Den CDU-Fraktionsvorsitzenden Finn Kortkamp stimmte der Haushalt weniger fröhlich. Das Defizit von fast neun Millionen Euro habe seine Fraktion erst einmal schlucken lassen, trotzdem könne man dem Haushalt zustimmen. Allerdings sei ein Schuldenberg von 60 Millionen Euro in 2026 nicht akzeptabel. Kortkamp dankte – wie auch später die anderen Fraktionsvorsitzenden – den Mitarbeitern des Fachbereichs Finanzen für ihre Arbeit. "Es hätte schlimmer kommen können", sagte anschließend SPD-Fraktionschefin Susanne Cohrs. Es sei beeindruckend, dass der Haushalt trotz der schwierigen Zeiten stabil sei. Angesichts der Kreditaufnahmen machte sich bei ihr keine Panik breit. "Die Kreditaufnahmen sind legitim, sie werden auch wieder getilgt", so Cohrs. Schließlich habe man sich für die Projekte entschieden, verwies sie auf Beschlüsse des Rates.
Britta Buttelmann sprach für die Grünen-Fraktion vom dritten Jahr im Ausnahmezustand. Sicher habe man dadurch höhere Ausgaben, "aber wir wollen unsere Gemeinde trotzdem weiterbringen", betonte sie. FDP-Fraktionsvorsitzender Alexander Carapinha Hesse betonte wie Cohrs, dass der Haushaltsplan längst beschlossene Vorhaben darstelle. Er plädierte dafür, diese zügig umzusetzen. "Wir müssen die PS auf die Straße bringen, mit Tempo 30 ist das nicht zu machen", sagte er. Ziel müsse es sein, eine zukunftsfähige Gemeinde zu schaffen. Die Aussicht auf 60 Millionen Euro Schulden gefiel auch Besser-Fraktionschef Gerd-Wilhelm Bode nicht. "Ich habe schon einmal eine Haushaltskonsolidierung mitgemacht, das möchte ich nicht noch einmal", sagte er und schlug vor, darüber nachzudenken, wo man nachhaltig handeln und damit sparen könne.
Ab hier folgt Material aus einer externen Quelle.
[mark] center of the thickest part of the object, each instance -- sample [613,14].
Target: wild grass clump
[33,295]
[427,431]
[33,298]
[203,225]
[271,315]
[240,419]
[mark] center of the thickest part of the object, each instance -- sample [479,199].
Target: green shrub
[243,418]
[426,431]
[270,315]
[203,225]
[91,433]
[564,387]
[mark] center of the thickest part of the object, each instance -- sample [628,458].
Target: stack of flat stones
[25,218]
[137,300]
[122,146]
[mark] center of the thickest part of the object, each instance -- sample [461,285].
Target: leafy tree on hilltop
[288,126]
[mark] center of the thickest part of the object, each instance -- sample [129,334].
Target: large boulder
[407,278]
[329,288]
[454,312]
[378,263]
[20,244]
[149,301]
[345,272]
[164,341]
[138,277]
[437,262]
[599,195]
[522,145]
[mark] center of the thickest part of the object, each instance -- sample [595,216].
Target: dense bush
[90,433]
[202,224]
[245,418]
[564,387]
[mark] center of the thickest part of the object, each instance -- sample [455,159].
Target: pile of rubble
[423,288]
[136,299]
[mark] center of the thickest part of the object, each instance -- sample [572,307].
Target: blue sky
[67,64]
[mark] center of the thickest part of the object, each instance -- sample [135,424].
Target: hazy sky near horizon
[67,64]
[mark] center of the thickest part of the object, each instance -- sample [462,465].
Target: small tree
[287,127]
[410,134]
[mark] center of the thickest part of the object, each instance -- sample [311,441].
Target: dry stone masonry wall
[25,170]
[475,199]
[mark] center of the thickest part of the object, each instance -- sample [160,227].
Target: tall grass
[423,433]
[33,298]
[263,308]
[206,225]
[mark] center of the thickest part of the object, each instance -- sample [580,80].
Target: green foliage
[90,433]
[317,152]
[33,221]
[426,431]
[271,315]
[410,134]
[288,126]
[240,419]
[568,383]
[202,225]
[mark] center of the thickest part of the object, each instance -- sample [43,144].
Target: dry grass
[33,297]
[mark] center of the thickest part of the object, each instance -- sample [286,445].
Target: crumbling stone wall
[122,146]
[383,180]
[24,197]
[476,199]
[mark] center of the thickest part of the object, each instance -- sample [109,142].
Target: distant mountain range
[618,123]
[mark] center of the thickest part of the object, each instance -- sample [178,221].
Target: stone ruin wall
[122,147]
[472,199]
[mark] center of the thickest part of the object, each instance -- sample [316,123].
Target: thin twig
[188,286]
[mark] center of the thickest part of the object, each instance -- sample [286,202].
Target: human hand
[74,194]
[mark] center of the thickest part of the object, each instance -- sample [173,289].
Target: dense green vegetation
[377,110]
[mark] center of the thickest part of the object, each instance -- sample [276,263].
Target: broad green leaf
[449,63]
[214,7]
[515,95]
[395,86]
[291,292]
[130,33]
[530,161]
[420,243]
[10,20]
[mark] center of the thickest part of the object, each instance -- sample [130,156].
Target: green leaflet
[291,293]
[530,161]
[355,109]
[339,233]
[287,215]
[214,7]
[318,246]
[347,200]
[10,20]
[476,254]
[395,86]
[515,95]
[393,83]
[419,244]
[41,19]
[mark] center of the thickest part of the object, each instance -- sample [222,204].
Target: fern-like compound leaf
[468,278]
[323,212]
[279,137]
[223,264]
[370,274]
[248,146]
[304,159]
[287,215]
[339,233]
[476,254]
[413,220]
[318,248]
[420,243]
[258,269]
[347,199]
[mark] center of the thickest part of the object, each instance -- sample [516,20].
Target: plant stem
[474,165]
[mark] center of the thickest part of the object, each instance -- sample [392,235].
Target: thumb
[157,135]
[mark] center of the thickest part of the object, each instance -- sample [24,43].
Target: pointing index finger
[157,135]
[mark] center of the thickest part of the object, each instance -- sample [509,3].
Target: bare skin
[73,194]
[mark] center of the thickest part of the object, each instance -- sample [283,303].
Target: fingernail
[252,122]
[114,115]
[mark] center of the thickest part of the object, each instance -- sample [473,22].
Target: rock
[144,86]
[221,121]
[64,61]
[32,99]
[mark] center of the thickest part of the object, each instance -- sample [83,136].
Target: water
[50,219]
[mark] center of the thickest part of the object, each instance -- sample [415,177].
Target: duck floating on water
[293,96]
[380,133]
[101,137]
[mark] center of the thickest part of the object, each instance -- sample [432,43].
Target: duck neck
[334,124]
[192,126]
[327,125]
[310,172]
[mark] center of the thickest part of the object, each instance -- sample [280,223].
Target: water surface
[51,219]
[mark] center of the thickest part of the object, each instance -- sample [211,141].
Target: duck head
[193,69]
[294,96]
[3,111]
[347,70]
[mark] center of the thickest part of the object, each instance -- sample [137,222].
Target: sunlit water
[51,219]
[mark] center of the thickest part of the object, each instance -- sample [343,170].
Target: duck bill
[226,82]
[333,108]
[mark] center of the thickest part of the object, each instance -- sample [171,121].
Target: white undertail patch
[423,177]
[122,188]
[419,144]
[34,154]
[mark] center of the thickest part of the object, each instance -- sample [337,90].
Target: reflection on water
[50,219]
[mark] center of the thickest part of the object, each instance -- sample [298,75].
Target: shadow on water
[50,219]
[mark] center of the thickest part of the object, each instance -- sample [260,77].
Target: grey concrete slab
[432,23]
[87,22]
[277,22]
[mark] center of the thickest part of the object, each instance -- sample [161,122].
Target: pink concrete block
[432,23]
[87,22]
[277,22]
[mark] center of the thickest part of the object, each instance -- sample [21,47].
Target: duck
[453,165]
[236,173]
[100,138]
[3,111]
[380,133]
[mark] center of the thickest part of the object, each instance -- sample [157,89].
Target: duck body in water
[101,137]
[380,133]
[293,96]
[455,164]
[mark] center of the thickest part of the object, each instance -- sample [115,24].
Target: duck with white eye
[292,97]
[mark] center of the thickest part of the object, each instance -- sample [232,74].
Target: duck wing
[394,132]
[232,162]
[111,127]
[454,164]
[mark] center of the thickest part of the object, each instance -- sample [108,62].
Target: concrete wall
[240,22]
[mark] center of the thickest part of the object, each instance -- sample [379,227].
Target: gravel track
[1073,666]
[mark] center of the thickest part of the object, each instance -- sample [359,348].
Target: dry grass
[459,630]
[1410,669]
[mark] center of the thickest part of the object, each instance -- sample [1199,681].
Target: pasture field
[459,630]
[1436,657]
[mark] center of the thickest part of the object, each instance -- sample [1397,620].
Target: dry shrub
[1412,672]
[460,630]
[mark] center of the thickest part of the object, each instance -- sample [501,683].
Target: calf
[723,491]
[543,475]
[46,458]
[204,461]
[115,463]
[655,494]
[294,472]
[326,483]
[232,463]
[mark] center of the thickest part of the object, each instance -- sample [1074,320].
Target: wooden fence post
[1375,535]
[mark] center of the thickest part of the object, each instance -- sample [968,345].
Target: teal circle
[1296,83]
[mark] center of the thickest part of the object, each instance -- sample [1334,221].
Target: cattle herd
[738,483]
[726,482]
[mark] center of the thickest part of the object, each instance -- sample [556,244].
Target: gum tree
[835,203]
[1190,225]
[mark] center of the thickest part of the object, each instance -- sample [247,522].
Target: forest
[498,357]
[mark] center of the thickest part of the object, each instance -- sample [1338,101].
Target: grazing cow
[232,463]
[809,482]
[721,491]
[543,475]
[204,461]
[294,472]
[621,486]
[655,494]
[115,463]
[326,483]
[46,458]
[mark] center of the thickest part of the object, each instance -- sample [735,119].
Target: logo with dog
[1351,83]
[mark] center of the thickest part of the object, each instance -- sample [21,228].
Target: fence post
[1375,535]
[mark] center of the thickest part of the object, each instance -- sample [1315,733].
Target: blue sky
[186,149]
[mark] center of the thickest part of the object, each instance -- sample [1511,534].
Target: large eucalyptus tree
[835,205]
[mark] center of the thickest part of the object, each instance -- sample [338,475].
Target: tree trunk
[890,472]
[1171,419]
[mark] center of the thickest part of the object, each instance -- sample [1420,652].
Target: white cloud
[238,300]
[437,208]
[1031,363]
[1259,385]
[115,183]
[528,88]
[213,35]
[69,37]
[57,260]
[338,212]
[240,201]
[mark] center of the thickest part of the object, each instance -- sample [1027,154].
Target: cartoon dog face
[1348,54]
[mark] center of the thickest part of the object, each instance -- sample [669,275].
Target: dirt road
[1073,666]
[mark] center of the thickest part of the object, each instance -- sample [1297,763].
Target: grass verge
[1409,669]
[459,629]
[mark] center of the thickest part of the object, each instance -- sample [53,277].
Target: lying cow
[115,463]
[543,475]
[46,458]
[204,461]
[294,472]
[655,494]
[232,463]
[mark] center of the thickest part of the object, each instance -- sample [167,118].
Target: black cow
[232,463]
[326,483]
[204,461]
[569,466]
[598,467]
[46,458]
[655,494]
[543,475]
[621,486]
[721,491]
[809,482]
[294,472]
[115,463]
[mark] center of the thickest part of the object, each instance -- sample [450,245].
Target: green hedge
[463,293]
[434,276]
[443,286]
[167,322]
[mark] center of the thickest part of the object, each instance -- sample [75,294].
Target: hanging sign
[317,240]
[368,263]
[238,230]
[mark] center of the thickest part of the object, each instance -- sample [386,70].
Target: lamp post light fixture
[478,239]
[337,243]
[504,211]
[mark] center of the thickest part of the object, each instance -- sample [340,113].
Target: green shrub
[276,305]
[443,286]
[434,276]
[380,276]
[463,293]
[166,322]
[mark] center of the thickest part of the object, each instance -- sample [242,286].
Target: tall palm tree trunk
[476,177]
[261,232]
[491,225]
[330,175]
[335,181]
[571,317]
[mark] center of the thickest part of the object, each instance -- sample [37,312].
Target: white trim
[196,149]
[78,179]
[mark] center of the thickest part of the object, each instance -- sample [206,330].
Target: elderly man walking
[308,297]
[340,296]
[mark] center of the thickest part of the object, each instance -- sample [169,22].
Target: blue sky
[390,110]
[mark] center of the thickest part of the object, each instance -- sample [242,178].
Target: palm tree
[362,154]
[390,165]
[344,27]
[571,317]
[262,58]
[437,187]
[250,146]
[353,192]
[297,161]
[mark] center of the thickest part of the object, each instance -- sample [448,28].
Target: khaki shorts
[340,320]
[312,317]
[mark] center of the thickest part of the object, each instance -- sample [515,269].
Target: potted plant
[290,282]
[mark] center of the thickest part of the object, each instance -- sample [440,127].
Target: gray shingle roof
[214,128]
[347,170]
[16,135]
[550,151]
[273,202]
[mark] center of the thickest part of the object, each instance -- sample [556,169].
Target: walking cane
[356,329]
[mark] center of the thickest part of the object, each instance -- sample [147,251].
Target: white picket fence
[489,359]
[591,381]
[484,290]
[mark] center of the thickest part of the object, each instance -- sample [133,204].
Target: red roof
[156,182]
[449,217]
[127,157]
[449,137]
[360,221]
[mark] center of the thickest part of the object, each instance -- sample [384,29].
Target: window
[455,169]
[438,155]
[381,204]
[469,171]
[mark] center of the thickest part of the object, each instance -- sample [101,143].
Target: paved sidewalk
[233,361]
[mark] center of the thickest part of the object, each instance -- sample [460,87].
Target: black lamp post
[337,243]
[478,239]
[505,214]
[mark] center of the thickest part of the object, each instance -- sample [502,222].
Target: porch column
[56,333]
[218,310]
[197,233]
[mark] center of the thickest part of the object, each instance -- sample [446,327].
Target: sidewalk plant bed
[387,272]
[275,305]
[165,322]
Kritik von Besser kam wie in den Vorjahren auch zur Linie 8. "Die Straßenbahn bleibt ein riesiges Überraschungsei auf dem Weg in die Schulden", so Bode. Michael Schnieder (AfD) stellte fest, dass sich die Gemeindefinanzen seiner Meinung nach zunehmend schwieriger gestalten würden. Man habe sich entschlossen, "Luxusprojekte" wie das Hallenbad zu finanzieren, habe aber auch immer mehr soziale Ausgaben.
Bürgermeister Korte erklärte, dass der älteste Beschluss, der derzeit von der Verwaltung umgesetzt wird, noch aus dem Jahr 2001 stammt. "Es ist durch die Krisen auch nicht einfacher geworden, wir haben dennoch zahlreiche Fortschritte erzielt", betonte er. Den 60 Millionen Euro würde auch ein Wert entgegenstehen, zudem hätte die Gemeinde eine gute Ertragslage. "Ich vermag keine überflüssigen Dinge zu entdecken", sagte Korte mit Blick auf die Investitionen. Auch das Hallenbad sei kein "Luxusprojekt", sondern falle in den Bereich Daseinsfürsorge. "Das ist eine seriöse Haushalts- und Investitionsplanung", befand der Bürgermeister.
Bei drei Enthaltungen der beiden Besser-Mitglieder und von Schnieder wurde der Haushalt anschließend vom Rat beschlossen.